Various rumours had been circulated about the conduct of Sir A. Gordon. Mysterious hints and paragraphs condemned it as unconstitutional. Soon after the elections, he publicly expressed his views at Christchurch—
“A Governor had a responsibility—sometimes a grave one—of ascertaining whether his ministers for the time being do represent the feelings of Parliament, and whether that Parliament reflects the feelings of the country. But when once that is ascertained his course is clear—he has no alternative but to accept the advice which is tendered to him, whether it be advice with which he concurs or from which, in his own individual opinion, he dissents… And I hold that when once he has ascertained what I have pointed out, his duty, so long as he holds the office of Governor, is to act upon the advice tendered to him… Of course I say nothing of what the man may deem to touch his own conscience, or how far he may choose to go along with such courses—that is his affair, and he has his own remedy. But I say that the duty of a Governor, so long as he retains his office, is to comply with the advice tendered to him by those who enjoy the confidence of the Parliament and the people. And that responsibility—that duty, so long as I hold the office, be the time longer or shorter—it is my intention scrupulously to fulfil.”

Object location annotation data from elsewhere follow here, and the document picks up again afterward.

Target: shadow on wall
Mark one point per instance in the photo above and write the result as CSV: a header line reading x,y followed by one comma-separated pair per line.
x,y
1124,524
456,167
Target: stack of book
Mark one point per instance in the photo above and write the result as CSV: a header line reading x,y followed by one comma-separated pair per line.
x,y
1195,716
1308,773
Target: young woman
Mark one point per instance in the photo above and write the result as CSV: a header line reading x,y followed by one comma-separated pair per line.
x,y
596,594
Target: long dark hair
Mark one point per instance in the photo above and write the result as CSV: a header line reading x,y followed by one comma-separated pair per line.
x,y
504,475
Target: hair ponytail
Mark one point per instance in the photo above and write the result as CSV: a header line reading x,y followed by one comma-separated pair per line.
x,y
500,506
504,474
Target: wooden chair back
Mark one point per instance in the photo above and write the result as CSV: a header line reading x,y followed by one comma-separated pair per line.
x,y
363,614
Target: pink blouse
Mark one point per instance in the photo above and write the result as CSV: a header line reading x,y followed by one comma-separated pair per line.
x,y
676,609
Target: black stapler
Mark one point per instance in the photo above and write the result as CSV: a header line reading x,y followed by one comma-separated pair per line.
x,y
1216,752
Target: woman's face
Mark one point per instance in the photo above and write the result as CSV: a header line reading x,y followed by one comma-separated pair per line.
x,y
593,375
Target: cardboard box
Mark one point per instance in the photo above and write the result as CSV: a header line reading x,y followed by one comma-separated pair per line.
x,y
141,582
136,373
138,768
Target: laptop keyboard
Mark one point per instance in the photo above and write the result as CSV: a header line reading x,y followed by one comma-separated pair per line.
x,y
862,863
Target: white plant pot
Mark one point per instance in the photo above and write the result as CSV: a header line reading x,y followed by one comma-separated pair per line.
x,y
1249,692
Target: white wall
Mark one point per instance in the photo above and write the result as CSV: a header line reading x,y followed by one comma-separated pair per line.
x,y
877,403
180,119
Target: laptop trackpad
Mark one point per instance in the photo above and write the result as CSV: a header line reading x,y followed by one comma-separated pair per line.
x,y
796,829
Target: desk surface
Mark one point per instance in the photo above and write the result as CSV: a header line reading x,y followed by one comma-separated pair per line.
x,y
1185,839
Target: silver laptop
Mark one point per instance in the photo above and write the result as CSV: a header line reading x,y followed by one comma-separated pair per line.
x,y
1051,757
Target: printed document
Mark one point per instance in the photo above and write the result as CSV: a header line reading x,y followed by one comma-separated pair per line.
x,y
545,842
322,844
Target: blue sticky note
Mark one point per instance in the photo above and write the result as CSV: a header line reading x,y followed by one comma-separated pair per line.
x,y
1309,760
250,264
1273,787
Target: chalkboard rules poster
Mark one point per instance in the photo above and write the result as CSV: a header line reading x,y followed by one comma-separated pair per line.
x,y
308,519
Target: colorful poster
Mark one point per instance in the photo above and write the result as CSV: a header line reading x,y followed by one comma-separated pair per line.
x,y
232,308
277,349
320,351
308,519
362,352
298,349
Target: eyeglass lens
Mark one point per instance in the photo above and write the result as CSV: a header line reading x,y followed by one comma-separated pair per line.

The Governor was cheered heartily while he spoke these words at a banquet given by the mayor; and, in the abstract, neither friend nor foe could differ from him, unless he would push his reasoning to the point that if his ministers should urge him to such an act as signing a death-warrant for an untried man, it would be his duty to sign it. Yet was it to be borne in mind that the Queen had no sovereignty in the land except under the treaty of page 312 Waitangi, which imposed solemn duties upon the Crown— that neither Lord Stanley in 1843, nor Mr. Cardwell at a later date, would suffer it to be supposed that the Crown would shrink from doing those duties, and that it was only by means of unworthy acts of other Secretaries of State, and of local intrigues, that the Maori was remitted to the “tender mercies of the wicked.”
“Had I been in the colony, I should have experienced great difficulty in complying with a recommendation to sign a proclamation (Prender-gast's) which appears to me to embody an injudicious policy, to contain disputable statements, and to announce an inequitable intention; and I should undoubtedly have endeavoured to ascertain whether the responsibility of advising me to refuse to do so would be assumed by any leading member of the Legislature. But I found the recommendation already made and already acted upon before my landing. The proclamation had been issued, and its contents circulated beyond recall. Whatever might have been the case before the issue of this proclamation, I am of opinion that no government which advised its cancellation and recall after publication could have looked for support from the country. Of this I am so confident that I conceive I should gravely misuse my powers were I to call other advisers to my counsels merely to test the correctness of a fact which does not appear to admit of question. The Governor is undoubtedly free to refuse assent to the advice of his ministers if other ministers will consent to accept the responsibility of his doing so; and if he has reasonable ground for belief that, in so doing, they will receive the support of Parliament. But if, as is the case in this instance, he sees no such prospect, and consequently abstains from seeking new advisers, he is constitutionally bound to give effect to the recommendations of those already in office, whatever his own opinion as to the morality or justice of the measures suggested by them. I have, therefore, felt it my duty to acquiesce in the course initiated by ministers during my absence, and to assent without demur to the recommendations made by them in order to carry out the policy they have adopted. But, at the same time, it is only right that I should inform your Lordship that my personal views do not concur with those of my advisers, and that I perform what I deem to be a constitutional duty in opposition to my wishes, and contrary to my own judgment.”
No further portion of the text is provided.